Und jetzt? Und hier? Ein Blick auf eine aktuelle Pressemitteilung: «Über das Oster-Wochenende verzeichnete die Stadtpolizei Zürich im Zusammenhang mit dem Corona-Virus rund 210 Einsätze. Wie bereits am Wochenende zuvor wurden in vielen Fällen Situationen nicht so angetroffen, wie von Bürgern gemeldet.» Sind wir also auch übereifrig? Check?

Gehen Sie weiter, hier gibt es nichts zu sehen

Und weiter heisst es: «In den meisten Fällen musste die Polizei nicht eingreifen, weil die vorgegebenen Abstände eingehalten worden sind oder bereits keine Leute mehr vor Ort waren.»

Vorschnell können wir also auch? Na klar, check!

Es schlägt jetzt gerade die Stunde jener, die wissen, wo es langgeht, und das auch gern allen erzählen, die es (nicht) hören wollen.

Was nun richtig und was falsch ist, kann ich Ihnen aber leider nicht sagen. Doch vielleicht denken Sie das nächste Mal, wenn Sie sich fragen, ob sie etwas oder jemanden melden sollen, an das Schicksal von Helene Schwärzel. Die wurde mit ihrer Reichsmark-Million nicht glücklich. Obwohl sie kein glühender Nazi war, wurde sie nach dem Krieg zu sechs Jahren Zuchthaus verurteilt und starb einsam und verarmt 1992.

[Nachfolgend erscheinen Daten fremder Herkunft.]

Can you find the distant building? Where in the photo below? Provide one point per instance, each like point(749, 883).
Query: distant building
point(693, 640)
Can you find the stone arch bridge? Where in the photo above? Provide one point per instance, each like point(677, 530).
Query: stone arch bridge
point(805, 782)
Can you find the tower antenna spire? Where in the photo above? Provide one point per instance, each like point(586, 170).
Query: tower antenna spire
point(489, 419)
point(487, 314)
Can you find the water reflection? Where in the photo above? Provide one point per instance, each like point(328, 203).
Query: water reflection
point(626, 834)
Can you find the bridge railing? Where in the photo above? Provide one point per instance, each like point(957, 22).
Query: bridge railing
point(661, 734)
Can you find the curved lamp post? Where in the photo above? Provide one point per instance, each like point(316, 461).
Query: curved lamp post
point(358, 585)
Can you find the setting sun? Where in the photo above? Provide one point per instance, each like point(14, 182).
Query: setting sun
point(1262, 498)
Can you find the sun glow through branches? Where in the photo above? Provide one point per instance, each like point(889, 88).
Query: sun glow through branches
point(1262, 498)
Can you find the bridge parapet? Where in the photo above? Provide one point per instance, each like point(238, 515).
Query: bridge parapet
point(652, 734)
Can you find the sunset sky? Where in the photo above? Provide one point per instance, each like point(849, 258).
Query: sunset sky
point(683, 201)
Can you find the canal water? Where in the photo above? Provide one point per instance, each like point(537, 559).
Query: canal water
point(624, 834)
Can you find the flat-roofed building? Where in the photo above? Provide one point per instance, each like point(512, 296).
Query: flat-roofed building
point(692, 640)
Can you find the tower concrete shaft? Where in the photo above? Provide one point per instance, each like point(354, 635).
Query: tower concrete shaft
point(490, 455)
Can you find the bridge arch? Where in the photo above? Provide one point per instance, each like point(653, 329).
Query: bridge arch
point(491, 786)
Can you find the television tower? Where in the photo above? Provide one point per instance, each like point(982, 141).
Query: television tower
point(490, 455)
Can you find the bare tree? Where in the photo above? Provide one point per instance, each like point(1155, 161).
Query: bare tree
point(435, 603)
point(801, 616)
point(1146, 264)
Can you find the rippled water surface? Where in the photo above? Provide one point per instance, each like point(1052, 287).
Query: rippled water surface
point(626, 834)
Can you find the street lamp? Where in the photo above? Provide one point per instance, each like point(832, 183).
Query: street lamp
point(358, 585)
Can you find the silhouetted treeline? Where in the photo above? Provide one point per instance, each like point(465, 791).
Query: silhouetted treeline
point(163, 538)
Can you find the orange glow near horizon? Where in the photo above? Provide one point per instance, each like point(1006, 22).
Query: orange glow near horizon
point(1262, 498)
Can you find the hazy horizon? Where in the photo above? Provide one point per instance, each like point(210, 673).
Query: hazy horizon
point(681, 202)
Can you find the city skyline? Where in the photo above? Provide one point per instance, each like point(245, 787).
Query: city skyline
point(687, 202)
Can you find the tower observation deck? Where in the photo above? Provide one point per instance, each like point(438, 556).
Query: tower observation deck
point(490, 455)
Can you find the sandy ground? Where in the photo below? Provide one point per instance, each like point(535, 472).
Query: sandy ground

Helene Schwärzel 1946 im Gefängnis.
Helene Schwärzel 1946 im Gefängnis.
Bild: Gemeinfrei

Goerdelers Häscher, Richter und Henker wurden für dessen Tod dagegen nicht belangt. Wenn ich wüsste, warum das so ist, hätte ich es Ihnen verraten – unbelassen von diesem wahren Spruch, der übrigens dem deutschen Dichter Hoffmann von Fallersleben zugeschrieben wird: Der grösste Lump im ganzen Land, das ist und bleibt der Denunziant.